There are about seventy hours left to this helliday. That is, until the technical end. Then we have to stay up until the wee hours to put the house back together. And then, while everyone else eats pizza at 2 AM, I am going to sleep, because unlike some people, I have to work the next day.
On the topic of work: I need some advice here. This co-worker about whom I am always complaining? He is really pissing me off. I know it’s not my problem, but when I arrive at 8.00 AM and he doesn’t roll in until after 10.00, and then he just leaves for the day at 1.30 when I’m sticking around until 2.00 … I’m sorry, that just doesn’t seem fair. I don’t want to be the bitch and tattle; I’m not the type of person who does that. But I really feel like my blood pressure is going to go through the roof if something doesn’t change.
I cannot wait until all this “Pesach food” is out of my face. But, until then…
These “pancakes,” quite frankly, are not very good. (Well, big surprise there, huh?!) That’s why I’m trying to get rid of them all before Pesach is over! Vanilla yogurt and banana helped a bit, I guess.
I am aware of the fact that this next picture is of a pile of produce. I had a vegetable baby after eating it (and yes, I ate it all by myself). That sucks especially because I didn’t want to do that on purpose — fill up on vegetables to avoid higher-calorie food. There just isn’t any other food to eat.
Eggplant and yellow squash, grilled on the Foreman. It was good, but it would have been a lot better had I actually been able to spice it.
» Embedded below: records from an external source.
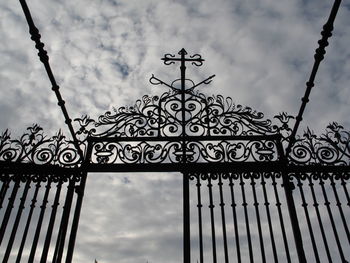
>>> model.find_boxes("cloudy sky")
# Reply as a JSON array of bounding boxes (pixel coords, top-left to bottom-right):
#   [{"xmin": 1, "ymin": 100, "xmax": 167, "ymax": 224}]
[{"xmin": 1, "ymin": 0, "xmax": 350, "ymax": 262}]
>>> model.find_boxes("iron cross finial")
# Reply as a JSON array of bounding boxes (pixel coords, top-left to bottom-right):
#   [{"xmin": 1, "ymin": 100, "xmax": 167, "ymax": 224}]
[
  {"xmin": 150, "ymin": 49, "xmax": 215, "ymax": 93},
  {"xmin": 179, "ymin": 48, "xmax": 187, "ymax": 55},
  {"xmin": 161, "ymin": 48, "xmax": 204, "ymax": 67},
  {"xmin": 160, "ymin": 49, "xmax": 206, "ymax": 93}
]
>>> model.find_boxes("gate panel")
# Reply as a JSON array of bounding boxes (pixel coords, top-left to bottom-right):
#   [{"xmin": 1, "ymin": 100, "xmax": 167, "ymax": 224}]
[
  {"xmin": 0, "ymin": 172, "xmax": 86, "ymax": 263},
  {"xmin": 291, "ymin": 172, "xmax": 350, "ymax": 263},
  {"xmin": 189, "ymin": 172, "xmax": 350, "ymax": 263}
]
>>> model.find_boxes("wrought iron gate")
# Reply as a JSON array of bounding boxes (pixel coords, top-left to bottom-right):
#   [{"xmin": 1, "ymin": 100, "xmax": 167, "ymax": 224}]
[{"xmin": 1, "ymin": 0, "xmax": 349, "ymax": 262}]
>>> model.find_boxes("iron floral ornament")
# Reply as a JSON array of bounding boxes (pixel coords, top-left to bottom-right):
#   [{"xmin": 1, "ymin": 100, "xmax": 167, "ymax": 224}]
[
  {"xmin": 0, "ymin": 125, "xmax": 81, "ymax": 168},
  {"xmin": 74, "ymin": 49, "xmax": 284, "ymax": 170},
  {"xmin": 75, "ymin": 90, "xmax": 282, "ymax": 166},
  {"xmin": 1, "ymin": 50, "xmax": 350, "ymax": 170}
]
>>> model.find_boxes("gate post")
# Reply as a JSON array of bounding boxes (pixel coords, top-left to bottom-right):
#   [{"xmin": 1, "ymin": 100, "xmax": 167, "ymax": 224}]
[
  {"xmin": 65, "ymin": 171, "xmax": 88, "ymax": 263},
  {"xmin": 277, "ymin": 140, "xmax": 307, "ymax": 263},
  {"xmin": 282, "ymin": 172, "xmax": 307, "ymax": 263},
  {"xmin": 183, "ymin": 172, "xmax": 191, "ymax": 263}
]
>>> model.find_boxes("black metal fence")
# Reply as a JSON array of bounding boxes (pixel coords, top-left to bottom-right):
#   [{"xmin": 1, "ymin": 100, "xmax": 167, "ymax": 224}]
[
  {"xmin": 189, "ymin": 172, "xmax": 350, "ymax": 263},
  {"xmin": 0, "ymin": 171, "xmax": 86, "ymax": 263},
  {"xmin": 0, "ymin": 0, "xmax": 347, "ymax": 261}
]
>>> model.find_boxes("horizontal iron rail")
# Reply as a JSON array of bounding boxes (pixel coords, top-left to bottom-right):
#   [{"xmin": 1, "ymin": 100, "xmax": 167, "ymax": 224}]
[
  {"xmin": 84, "ymin": 161, "xmax": 285, "ymax": 173},
  {"xmin": 286, "ymin": 164, "xmax": 350, "ymax": 173},
  {"xmin": 2, "ymin": 161, "xmax": 350, "ymax": 174},
  {"xmin": 88, "ymin": 134, "xmax": 281, "ymax": 143},
  {"xmin": 0, "ymin": 162, "xmax": 81, "ymax": 175}
]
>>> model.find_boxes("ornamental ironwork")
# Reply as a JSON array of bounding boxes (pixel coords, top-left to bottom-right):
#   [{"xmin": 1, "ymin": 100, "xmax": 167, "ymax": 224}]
[
  {"xmin": 3, "ymin": 97, "xmax": 350, "ymax": 169},
  {"xmin": 0, "ymin": 125, "xmax": 81, "ymax": 167},
  {"xmin": 1, "ymin": 0, "xmax": 349, "ymax": 262},
  {"xmin": 1, "ymin": 47, "xmax": 350, "ymax": 263}
]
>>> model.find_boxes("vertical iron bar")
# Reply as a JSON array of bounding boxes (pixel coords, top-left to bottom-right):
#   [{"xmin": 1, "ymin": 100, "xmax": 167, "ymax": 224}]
[
  {"xmin": 341, "ymin": 177, "xmax": 350, "ymax": 207},
  {"xmin": 271, "ymin": 174, "xmax": 291, "ymax": 263},
  {"xmin": 52, "ymin": 220, "xmax": 63, "ymax": 262},
  {"xmin": 282, "ymin": 173, "xmax": 307, "ymax": 263},
  {"xmin": 218, "ymin": 173, "xmax": 229, "ymax": 263},
  {"xmin": 240, "ymin": 173, "xmax": 253, "ymax": 263},
  {"xmin": 66, "ymin": 172, "xmax": 88, "ymax": 263},
  {"xmin": 180, "ymin": 48, "xmax": 187, "ymax": 138},
  {"xmin": 0, "ymin": 177, "xmax": 20, "ymax": 246},
  {"xmin": 307, "ymin": 176, "xmax": 332, "ymax": 262},
  {"xmin": 40, "ymin": 179, "xmax": 63, "ymax": 263},
  {"xmin": 319, "ymin": 177, "xmax": 346, "ymax": 261},
  {"xmin": 0, "ymin": 177, "xmax": 10, "ymax": 210},
  {"xmin": 178, "ymin": 49, "xmax": 190, "ymax": 263},
  {"xmin": 3, "ymin": 178, "xmax": 31, "ymax": 263},
  {"xmin": 28, "ymin": 177, "xmax": 52, "ymax": 263},
  {"xmin": 296, "ymin": 176, "xmax": 320, "ymax": 262},
  {"xmin": 196, "ymin": 174, "xmax": 204, "ymax": 263},
  {"xmin": 261, "ymin": 174, "xmax": 278, "ymax": 263},
  {"xmin": 16, "ymin": 180, "xmax": 41, "ymax": 263},
  {"xmin": 207, "ymin": 175, "xmax": 217, "ymax": 263},
  {"xmin": 158, "ymin": 101, "xmax": 162, "ymax": 136},
  {"xmin": 53, "ymin": 177, "xmax": 75, "ymax": 263},
  {"xmin": 229, "ymin": 175, "xmax": 241, "ymax": 263},
  {"xmin": 205, "ymin": 102, "xmax": 211, "ymax": 136},
  {"xmin": 251, "ymin": 175, "xmax": 266, "ymax": 263},
  {"xmin": 183, "ymin": 172, "xmax": 190, "ymax": 263},
  {"xmin": 0, "ymin": 178, "xmax": 6, "ymax": 203},
  {"xmin": 277, "ymin": 137, "xmax": 307, "ymax": 263},
  {"xmin": 330, "ymin": 176, "xmax": 350, "ymax": 245}
]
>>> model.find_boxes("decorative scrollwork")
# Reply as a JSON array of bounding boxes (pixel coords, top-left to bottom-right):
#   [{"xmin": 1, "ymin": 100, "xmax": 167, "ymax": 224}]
[
  {"xmin": 0, "ymin": 125, "xmax": 82, "ymax": 167},
  {"xmin": 286, "ymin": 123, "xmax": 350, "ymax": 165},
  {"xmin": 71, "ymin": 89, "xmax": 350, "ymax": 168},
  {"xmin": 161, "ymin": 53, "xmax": 176, "ymax": 65},
  {"xmin": 76, "ymin": 90, "xmax": 279, "ymax": 140},
  {"xmin": 88, "ymin": 139, "xmax": 279, "ymax": 165},
  {"xmin": 2, "ymin": 93, "xmax": 350, "ymax": 170},
  {"xmin": 2, "ymin": 49, "xmax": 350, "ymax": 171},
  {"xmin": 190, "ymin": 54, "xmax": 204, "ymax": 66}
]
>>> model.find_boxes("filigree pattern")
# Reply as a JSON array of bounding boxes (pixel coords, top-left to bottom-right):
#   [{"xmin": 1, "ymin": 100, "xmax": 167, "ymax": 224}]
[
  {"xmin": 75, "ymin": 89, "xmax": 279, "ymax": 139},
  {"xmin": 0, "ymin": 125, "xmax": 82, "ymax": 167},
  {"xmin": 1, "ymin": 93, "xmax": 350, "ymax": 169},
  {"xmin": 288, "ymin": 123, "xmax": 350, "ymax": 165},
  {"xmin": 89, "ymin": 139, "xmax": 279, "ymax": 165}
]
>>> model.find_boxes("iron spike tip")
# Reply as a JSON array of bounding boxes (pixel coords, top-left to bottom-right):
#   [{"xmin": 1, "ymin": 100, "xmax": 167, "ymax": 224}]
[{"xmin": 178, "ymin": 48, "xmax": 187, "ymax": 55}]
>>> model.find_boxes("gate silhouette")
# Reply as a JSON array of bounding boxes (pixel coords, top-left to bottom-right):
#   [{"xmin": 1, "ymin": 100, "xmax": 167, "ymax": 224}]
[{"xmin": 1, "ymin": 0, "xmax": 349, "ymax": 262}]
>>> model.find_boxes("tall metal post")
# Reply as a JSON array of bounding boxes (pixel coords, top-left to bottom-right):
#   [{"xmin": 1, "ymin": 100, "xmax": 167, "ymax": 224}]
[
  {"xmin": 277, "ymin": 140, "xmax": 307, "ymax": 263},
  {"xmin": 285, "ymin": 0, "xmax": 342, "ymax": 158},
  {"xmin": 282, "ymin": 174, "xmax": 307, "ymax": 263},
  {"xmin": 183, "ymin": 172, "xmax": 190, "ymax": 263},
  {"xmin": 161, "ymin": 48, "xmax": 204, "ymax": 263},
  {"xmin": 65, "ymin": 172, "xmax": 88, "ymax": 263},
  {"xmin": 180, "ymin": 48, "xmax": 190, "ymax": 263}
]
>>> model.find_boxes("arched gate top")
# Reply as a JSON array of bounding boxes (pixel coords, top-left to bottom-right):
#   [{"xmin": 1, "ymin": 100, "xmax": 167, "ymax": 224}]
[{"xmin": 1, "ymin": 50, "xmax": 350, "ymax": 172}]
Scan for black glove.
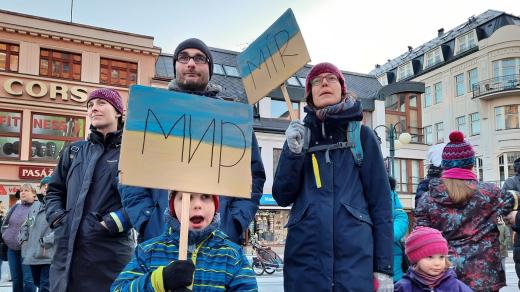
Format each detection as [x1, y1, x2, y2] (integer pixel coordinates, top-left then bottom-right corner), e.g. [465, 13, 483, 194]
[173, 288, 192, 292]
[163, 260, 195, 291]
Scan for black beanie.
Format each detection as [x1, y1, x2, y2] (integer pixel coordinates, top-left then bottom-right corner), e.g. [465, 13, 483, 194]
[173, 38, 213, 79]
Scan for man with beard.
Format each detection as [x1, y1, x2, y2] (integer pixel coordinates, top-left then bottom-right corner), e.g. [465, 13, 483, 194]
[119, 38, 266, 245]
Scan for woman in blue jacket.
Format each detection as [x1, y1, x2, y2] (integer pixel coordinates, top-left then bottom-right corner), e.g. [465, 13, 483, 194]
[389, 176, 409, 282]
[272, 63, 393, 292]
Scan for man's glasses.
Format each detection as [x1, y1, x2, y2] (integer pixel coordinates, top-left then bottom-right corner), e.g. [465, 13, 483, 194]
[310, 74, 339, 87]
[177, 54, 209, 64]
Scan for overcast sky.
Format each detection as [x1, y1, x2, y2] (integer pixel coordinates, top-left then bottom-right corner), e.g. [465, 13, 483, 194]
[1, 0, 518, 74]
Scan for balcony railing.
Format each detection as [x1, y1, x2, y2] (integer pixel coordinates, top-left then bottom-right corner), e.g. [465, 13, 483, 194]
[473, 74, 520, 98]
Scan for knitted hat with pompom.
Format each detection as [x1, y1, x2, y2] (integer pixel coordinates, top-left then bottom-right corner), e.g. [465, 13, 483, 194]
[441, 131, 475, 170]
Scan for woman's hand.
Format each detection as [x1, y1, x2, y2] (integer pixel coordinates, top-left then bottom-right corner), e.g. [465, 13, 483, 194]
[285, 121, 305, 154]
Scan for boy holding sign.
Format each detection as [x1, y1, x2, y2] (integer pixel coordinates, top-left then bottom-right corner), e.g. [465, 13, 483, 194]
[111, 191, 257, 291]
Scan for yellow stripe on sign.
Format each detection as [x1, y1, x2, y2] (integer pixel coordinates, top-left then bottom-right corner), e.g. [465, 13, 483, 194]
[312, 154, 322, 189]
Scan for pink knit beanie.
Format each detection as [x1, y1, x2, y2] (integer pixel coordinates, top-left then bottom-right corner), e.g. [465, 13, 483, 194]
[305, 62, 347, 106]
[405, 227, 448, 264]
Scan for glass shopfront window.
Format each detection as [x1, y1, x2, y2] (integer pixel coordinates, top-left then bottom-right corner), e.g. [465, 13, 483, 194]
[31, 113, 85, 161]
[0, 110, 22, 159]
[252, 210, 289, 245]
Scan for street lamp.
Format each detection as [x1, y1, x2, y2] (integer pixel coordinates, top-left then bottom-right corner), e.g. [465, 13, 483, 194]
[373, 124, 412, 177]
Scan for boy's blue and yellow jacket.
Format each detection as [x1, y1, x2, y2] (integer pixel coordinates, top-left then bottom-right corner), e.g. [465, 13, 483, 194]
[111, 213, 257, 291]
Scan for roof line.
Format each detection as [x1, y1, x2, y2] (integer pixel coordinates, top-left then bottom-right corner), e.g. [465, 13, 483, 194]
[0, 9, 155, 40]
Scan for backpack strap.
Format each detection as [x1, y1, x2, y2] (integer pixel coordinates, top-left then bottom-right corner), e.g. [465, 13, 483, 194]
[347, 121, 363, 167]
[303, 121, 364, 166]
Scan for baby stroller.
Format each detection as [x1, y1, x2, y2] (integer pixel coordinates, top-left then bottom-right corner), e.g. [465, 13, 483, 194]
[251, 241, 283, 276]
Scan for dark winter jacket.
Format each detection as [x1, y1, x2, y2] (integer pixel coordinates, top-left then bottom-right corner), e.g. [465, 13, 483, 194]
[511, 212, 520, 289]
[272, 102, 393, 292]
[395, 268, 472, 291]
[45, 129, 134, 292]
[415, 178, 430, 204]
[19, 200, 55, 265]
[414, 177, 516, 291]
[502, 175, 520, 193]
[120, 81, 266, 244]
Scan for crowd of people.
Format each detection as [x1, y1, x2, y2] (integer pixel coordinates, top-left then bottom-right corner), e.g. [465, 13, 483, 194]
[0, 37, 517, 292]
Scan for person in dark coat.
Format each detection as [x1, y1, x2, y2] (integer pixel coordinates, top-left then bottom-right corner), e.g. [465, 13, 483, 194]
[505, 207, 520, 289]
[415, 143, 445, 204]
[272, 62, 393, 292]
[395, 227, 472, 292]
[502, 158, 520, 192]
[503, 158, 520, 289]
[119, 38, 266, 245]
[45, 88, 134, 292]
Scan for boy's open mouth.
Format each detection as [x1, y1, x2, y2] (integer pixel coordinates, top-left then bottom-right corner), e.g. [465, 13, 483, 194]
[190, 215, 204, 224]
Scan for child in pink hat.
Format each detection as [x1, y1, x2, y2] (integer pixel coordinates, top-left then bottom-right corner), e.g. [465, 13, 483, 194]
[395, 227, 471, 291]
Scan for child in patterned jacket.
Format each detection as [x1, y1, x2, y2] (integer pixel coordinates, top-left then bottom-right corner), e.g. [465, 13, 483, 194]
[111, 191, 257, 292]
[395, 227, 472, 292]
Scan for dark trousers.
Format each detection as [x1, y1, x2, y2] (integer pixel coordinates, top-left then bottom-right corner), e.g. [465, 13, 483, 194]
[7, 248, 36, 292]
[30, 264, 50, 292]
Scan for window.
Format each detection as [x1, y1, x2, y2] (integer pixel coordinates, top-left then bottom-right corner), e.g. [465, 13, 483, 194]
[493, 58, 520, 78]
[298, 77, 307, 87]
[0, 110, 22, 159]
[476, 157, 483, 181]
[455, 30, 477, 55]
[273, 148, 282, 174]
[435, 122, 444, 143]
[424, 126, 433, 145]
[31, 113, 85, 161]
[287, 76, 301, 86]
[393, 158, 424, 193]
[397, 62, 413, 81]
[213, 64, 225, 75]
[40, 49, 81, 81]
[468, 68, 478, 92]
[455, 74, 465, 96]
[424, 47, 443, 69]
[100, 58, 137, 87]
[424, 86, 432, 108]
[385, 93, 422, 144]
[434, 82, 443, 104]
[378, 74, 388, 86]
[498, 152, 520, 185]
[456, 116, 467, 135]
[271, 99, 299, 120]
[0, 43, 19, 72]
[223, 65, 240, 77]
[495, 105, 519, 130]
[470, 112, 480, 136]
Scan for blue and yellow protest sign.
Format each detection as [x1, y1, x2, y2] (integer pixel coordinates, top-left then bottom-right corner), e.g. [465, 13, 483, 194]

Beans and legumes are a no-no on Pesach; hence, no peanut butter. I decided to try and make my own almond butter, so I shelled twenty almonds, at which point I grew tired of doing that and threw them all in the food processor. Maybe twenty almonds was not enough, because I wound up with almond meal, not almond butter. I didn’t want to burn out the motor on the food processor, so I just stopped. After a couple of days, I decided what to do with it:
Croutons! During the year, we have these soup croutons — AKA, “mandelen.” The word mandel means “almond” (which is why mandelbread goes by that name, even though these days it often has no almonds in it). There aren’t actually any almonds in the soup croutons, but my Pesach version obviously deserves its name! I mixed the almond meal with one egg white and popped it in the microwave for a minute to firm up. Then I diced the “omelet” and put the pieces in the broiler to darken / crisp up. Apparently, I should have left them in there for longer, because they were too soft. You live, you learn, I guess.
And, of course, what’s a post without some mention of internal conflict? This time, it was spurred by this:
Times four. Which is actually about a third of the “recommended serving size,” which doesn’t make any sense to me… but then again, I’m not a chocoholic. I don’t dislike chocolate, but it’s not something I feel like I need to have; I can take it or leave it. So I don’t understand why I feel so inexplicably guilty over this.
Dark chocolate is supposedly good for you, right?! … I don’t know, maybe it’s because chocolate in general is associated with decadence or indulgence. Obviously a big “no-no.”
Still stagnating on this stupid project. I am sure I will regret this — it won’t get itself done, after all — but even thinking about it makes me want to scream. Or go to sleep.
Have a lovely Sunday.
“I am fond of pigs. Dogs look up to us. Cats look down on us. Pigs treat us as equals.”
(It is difficult. But I will refrain from adding commentary here.)